En marzo de 2003, cuando ocurrió la llamada Primavera Negra, entre los 75 encausados había unos 40 integrantes del MLC. Sus condenas oscilaron entre 6 y 28 años de prisión bajo la acusación de atentar contra la soberanía nacional. La gran mayoría de ellos debió esperar por su liberación hasta finales de 2010, cuando un inédito diálogo entre la Iglesia Católica y el gobierno cubano concluyó con la excarcelación de estos disidentes. Aunque Payá no fue detenido ni procesado, durante todo ese tiempo no dejó de denunciar la situación de los activistas condenados.

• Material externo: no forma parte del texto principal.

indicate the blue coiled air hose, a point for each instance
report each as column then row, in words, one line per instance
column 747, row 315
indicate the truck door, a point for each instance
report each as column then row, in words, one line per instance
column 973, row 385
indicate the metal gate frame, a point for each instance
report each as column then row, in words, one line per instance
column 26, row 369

Nacido en 1952 y criado en el seno de una familia de fuerte tradición católica, Oswaldo Payá tuvo una formación religiosa. Estudió en un colegio de los Hermanos Maristas hasta 1961, fecha en que este fue intervenido por el gobierno de Fidel Castro. Con solo 16 años pasó el servicio militar y durante esa etapa de su vida fue castigado por negarse a transportar un grupo de prisioneros políticos. Tal negativa le costó ser enviado por tres años a la Isla de Pinos bajo un fuerte régimen de trabajo físico. Al concluir esta etapa se integró a un grupo parroquial juvenil en su barrio del Cerro. Precisamente su destacada labor como laico lo llevó a trabajar en el proceso de Reflexión Eclesial Cubana (REC) y participó como delegado en el Encuentro Nacional Eclesial Cubano (ENEC) ocurrido en 1986. En paralelo a su actividad opositora mantuvo su trabajo para una entidad estatal como especialista en equipos electromédicos. Se había graduado como ingeniero en Telecomunicaciones.

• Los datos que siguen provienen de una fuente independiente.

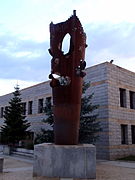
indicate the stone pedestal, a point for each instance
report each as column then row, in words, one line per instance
column 1, row 164
column 65, row 161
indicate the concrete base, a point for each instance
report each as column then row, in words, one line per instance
column 65, row 161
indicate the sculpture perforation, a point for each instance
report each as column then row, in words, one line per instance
column 67, row 89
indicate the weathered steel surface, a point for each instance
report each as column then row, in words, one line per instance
column 67, row 89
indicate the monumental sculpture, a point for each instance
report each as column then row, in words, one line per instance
column 66, row 158
column 67, row 89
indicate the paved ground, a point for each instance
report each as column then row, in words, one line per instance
column 21, row 169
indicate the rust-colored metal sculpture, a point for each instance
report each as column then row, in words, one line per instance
column 67, row 89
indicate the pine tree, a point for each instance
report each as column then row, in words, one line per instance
column 46, row 135
column 15, row 125
column 89, row 127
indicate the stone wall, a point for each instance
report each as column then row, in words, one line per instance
column 105, row 79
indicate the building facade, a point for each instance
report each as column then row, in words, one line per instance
column 114, row 92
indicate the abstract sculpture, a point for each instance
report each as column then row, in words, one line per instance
column 67, row 89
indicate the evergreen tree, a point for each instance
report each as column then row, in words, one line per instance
column 89, row 127
column 46, row 135
column 15, row 125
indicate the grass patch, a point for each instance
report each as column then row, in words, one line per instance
column 128, row 158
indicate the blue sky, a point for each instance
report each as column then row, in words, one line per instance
column 24, row 36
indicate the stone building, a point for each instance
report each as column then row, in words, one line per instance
column 114, row 92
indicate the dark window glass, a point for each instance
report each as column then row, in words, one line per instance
column 23, row 108
column 122, row 97
column 40, row 106
column 30, row 107
column 2, row 112
column 132, row 99
column 133, row 133
column 124, row 134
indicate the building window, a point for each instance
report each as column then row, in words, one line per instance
column 133, row 133
column 122, row 97
column 23, row 108
column 132, row 99
column 40, row 106
column 1, row 112
column 124, row 134
column 30, row 107
column 48, row 99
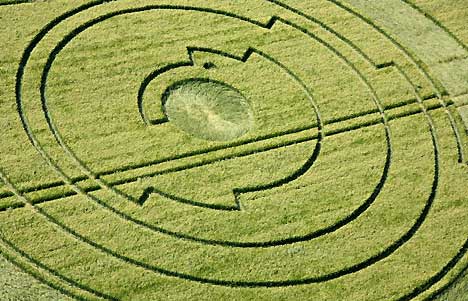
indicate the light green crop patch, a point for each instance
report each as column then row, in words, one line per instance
column 464, row 114
column 244, row 150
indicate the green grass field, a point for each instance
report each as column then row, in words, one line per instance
column 234, row 150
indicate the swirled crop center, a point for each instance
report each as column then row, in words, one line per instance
column 208, row 109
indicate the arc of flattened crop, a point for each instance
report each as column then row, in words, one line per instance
column 110, row 252
column 59, row 47
column 236, row 191
column 50, row 26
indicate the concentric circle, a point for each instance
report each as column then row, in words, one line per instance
column 236, row 147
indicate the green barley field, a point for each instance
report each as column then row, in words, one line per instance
column 234, row 150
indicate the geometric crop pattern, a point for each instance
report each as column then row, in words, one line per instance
column 350, row 185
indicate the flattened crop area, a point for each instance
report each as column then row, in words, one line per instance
column 244, row 150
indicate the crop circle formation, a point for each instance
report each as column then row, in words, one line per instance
column 232, row 149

Fundó el Movimiento Cristiano Liberación, que se convirtió en una importante organización de la sociedad civil cubana
En 1988 Payá fundó el Movimiento Cristiano Liberación que se convirtió rápidamente en uno de las organizaciones más importantes de la incipiente sociedad civil cubana. También participó en la redacción del Programa Transitorio para propiciar un cambio político en la mayor de las Antillas. Desde su condición de prominente líder rubricó el manifiesto Todos Unidos y se desempeñó como coordinador de su comisión de relatoría. En 2009 desarrolló un Llamamiento al Diálogo Nacional y en el momento de su deceso abanderaba una iniciativa para que se permitiera a los cubanos entrar y salir libremente de su propio país. Pero su consagración como opositor le llegó precisamente con la creación y divulgación del Proyecto Varela, iniciativa que comenzó a ser gestada por el MCL desde 1998.
Por su labor fue galardonado con el premio W. Averell Harriman que entrega anualmente el Instituto Nacional Demócrata de Washington y el galardón Homo Homini de la fundación checa People in Need. La universidad neoyorquina de Columbia lo nombró Doctor Honoris Causa en Leyes y resultó nominado en varias ocasiones al Premio Nobel de la Paz. Fue recibido en Roma por el Papa Juan Pablo II durante el mismo viaje que lo llevó al Parlamento Europeo para la ceremonia de entrega del Premio Sajarov.
Al morir deja a tres hijos, Oswaldo José, Rosa María y Reinaldo Isaías, también a su viuda, Ofelia Acevedo. Con el fallecimiento de Oswaldo Payá, la oposición cubana pierde a una de sus figuras más descollantes tanto en la arena nacional como internacional. Desaparece físicamente un político de suma importancia para la transición política en la isla, un laico prominente para la Iglesia católica y un hombre puente entre el exilio y la nación.
El cuerpo de Oswaldo Payá será trasladado a La Habana y será velado en una parroquia del Cerro, el barrio donde vivía.